Williams eclipsed that figure in 2019 and 2021, before catching 63 passes for 895 yards and 4 TDs across 13 games played in 2022, per Pro Football Reference. A former first-round pick (No. 7 overall in 2017), Williams will play next season at 30 years old.


Mike Williams May Not Fit Bears’ Plans Depending on Other Options at Wide Receiver

Mike Evans

GettyWide receiver Mike Evans of the Tampa Bay Buccaneers. 

The Bears plans may not include room for Williams, though details of what is poised to be a complicated and eventful offseason in Chicago could change significantly based on how the initial dominoes in free agency, and subsequently the draft, begin to fall.

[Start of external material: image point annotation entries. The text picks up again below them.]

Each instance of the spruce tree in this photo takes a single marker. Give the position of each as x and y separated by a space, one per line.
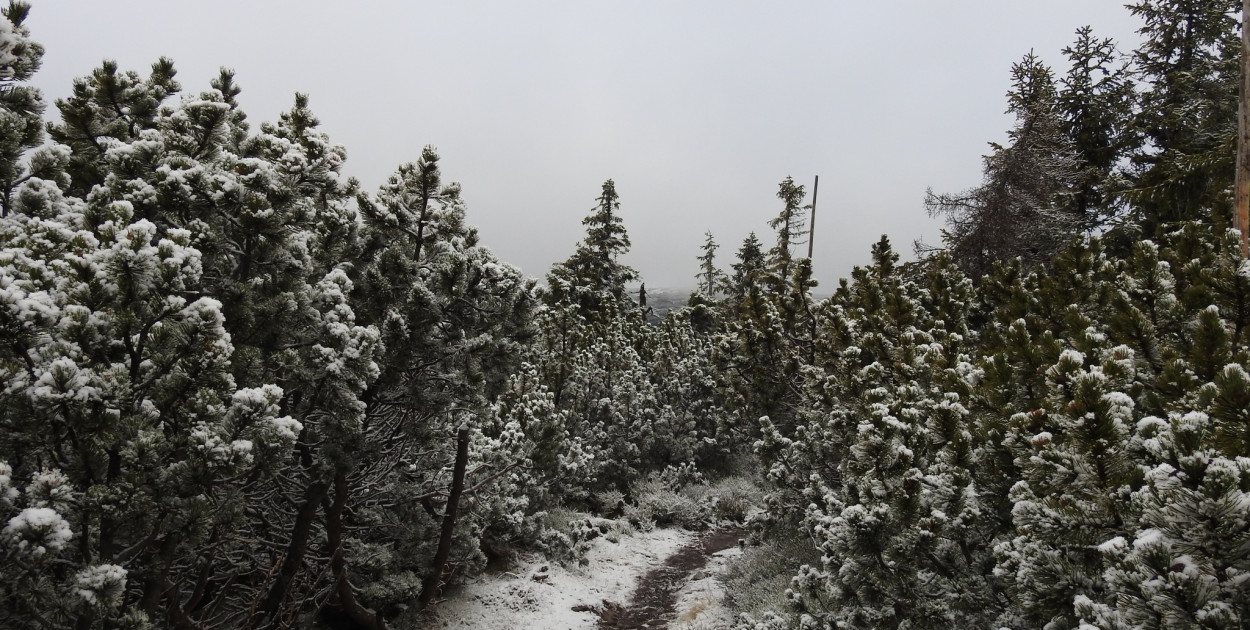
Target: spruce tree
711 280
1095 99
1189 63
1021 206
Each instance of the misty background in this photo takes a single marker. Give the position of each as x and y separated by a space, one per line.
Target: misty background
695 109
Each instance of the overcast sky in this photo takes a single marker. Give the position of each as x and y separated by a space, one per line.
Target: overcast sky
696 109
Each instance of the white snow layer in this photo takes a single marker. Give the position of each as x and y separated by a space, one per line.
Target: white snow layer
541 594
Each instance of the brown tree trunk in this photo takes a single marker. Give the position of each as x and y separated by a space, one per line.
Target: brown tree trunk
434 581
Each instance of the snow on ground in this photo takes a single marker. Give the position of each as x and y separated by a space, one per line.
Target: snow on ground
538 593
701 603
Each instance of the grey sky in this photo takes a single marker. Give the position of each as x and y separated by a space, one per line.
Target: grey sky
696 109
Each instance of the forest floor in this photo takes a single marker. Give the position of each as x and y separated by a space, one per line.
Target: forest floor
664 578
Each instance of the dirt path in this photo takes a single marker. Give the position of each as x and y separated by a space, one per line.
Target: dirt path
653 604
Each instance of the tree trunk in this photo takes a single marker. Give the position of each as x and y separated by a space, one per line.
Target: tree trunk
434 581
361 616
1243 180
295 550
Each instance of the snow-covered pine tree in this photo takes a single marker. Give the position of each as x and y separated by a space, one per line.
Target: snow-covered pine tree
1020 209
1189 64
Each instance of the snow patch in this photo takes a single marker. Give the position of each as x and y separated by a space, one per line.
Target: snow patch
541 594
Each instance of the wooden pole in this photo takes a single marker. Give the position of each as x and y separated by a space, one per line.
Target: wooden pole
1243 180
811 225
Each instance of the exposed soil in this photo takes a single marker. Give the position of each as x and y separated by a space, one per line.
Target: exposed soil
654 603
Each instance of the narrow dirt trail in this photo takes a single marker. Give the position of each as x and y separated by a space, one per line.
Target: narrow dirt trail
653 604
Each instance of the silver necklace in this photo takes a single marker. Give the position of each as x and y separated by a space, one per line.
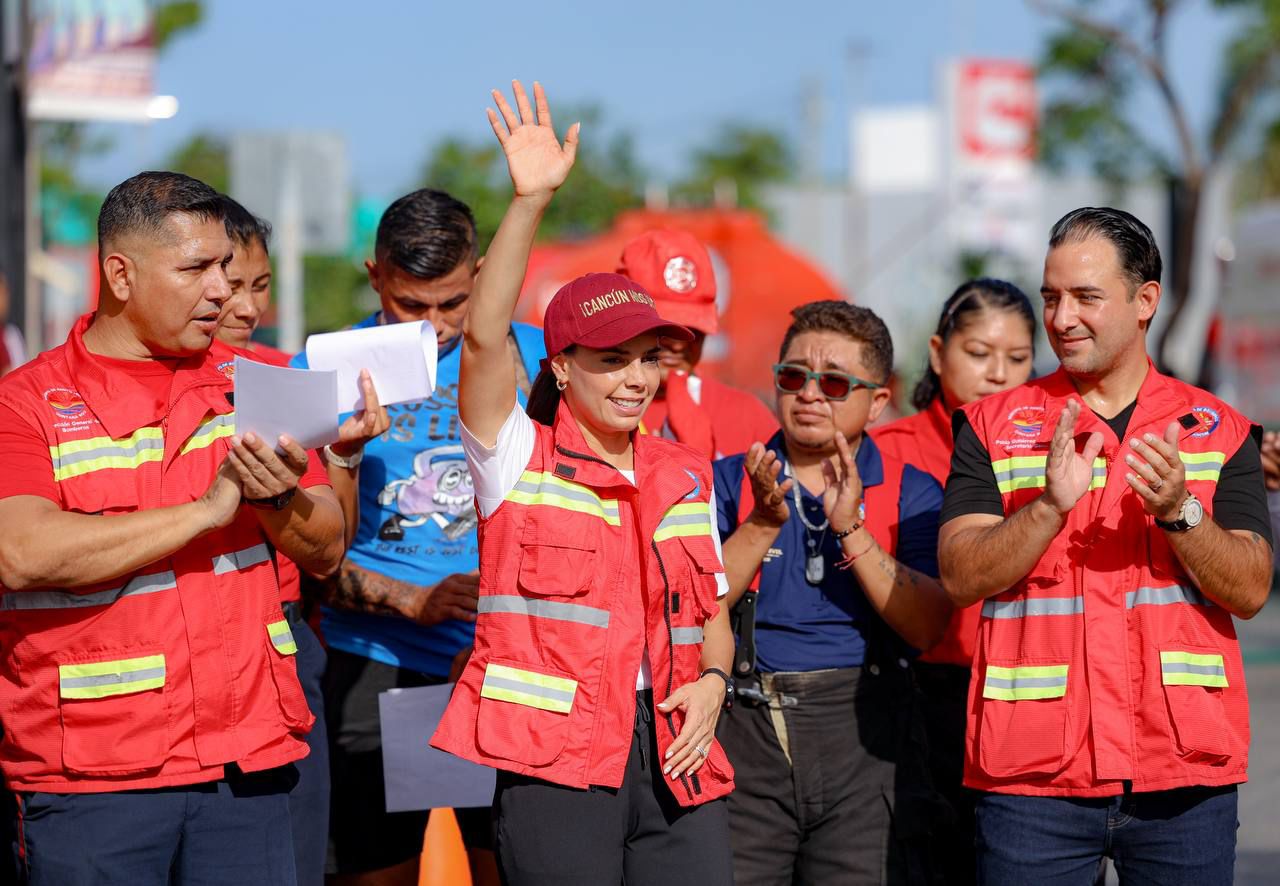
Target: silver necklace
814 566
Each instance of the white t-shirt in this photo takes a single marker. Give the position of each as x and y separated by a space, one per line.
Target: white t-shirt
494 473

Chicago could make a free agency play for Mike Evans of the Tampa Bay Buccaneers if he reaches the open market or try to get in conversations around a potential trade for Tee Higgins, who the Cincinnati Bengals just franchise-tagged but may be willing to move for the right draft asset.

The Bears could also draft a wide receiver themselves. Several mocks have linked Chicago to Washington receiver Rome Odunze in a move that makes sense by pairing a rookie with elite talent alongside a more expensive veteran in Moore who is likely looking at an extension sooner than later.

In any of those scenarios, Williams doesn’t make sense for Chicago and the franchise can scrap the entire notion of a trade. But there is a world where the league makes a run on receivers at the top of the draft and the Bears are unable to land a premium free agent at the position because of uncertainty and/or inexperience under center. In that case, Williams in a Bears uniform for one year could make considerable sense.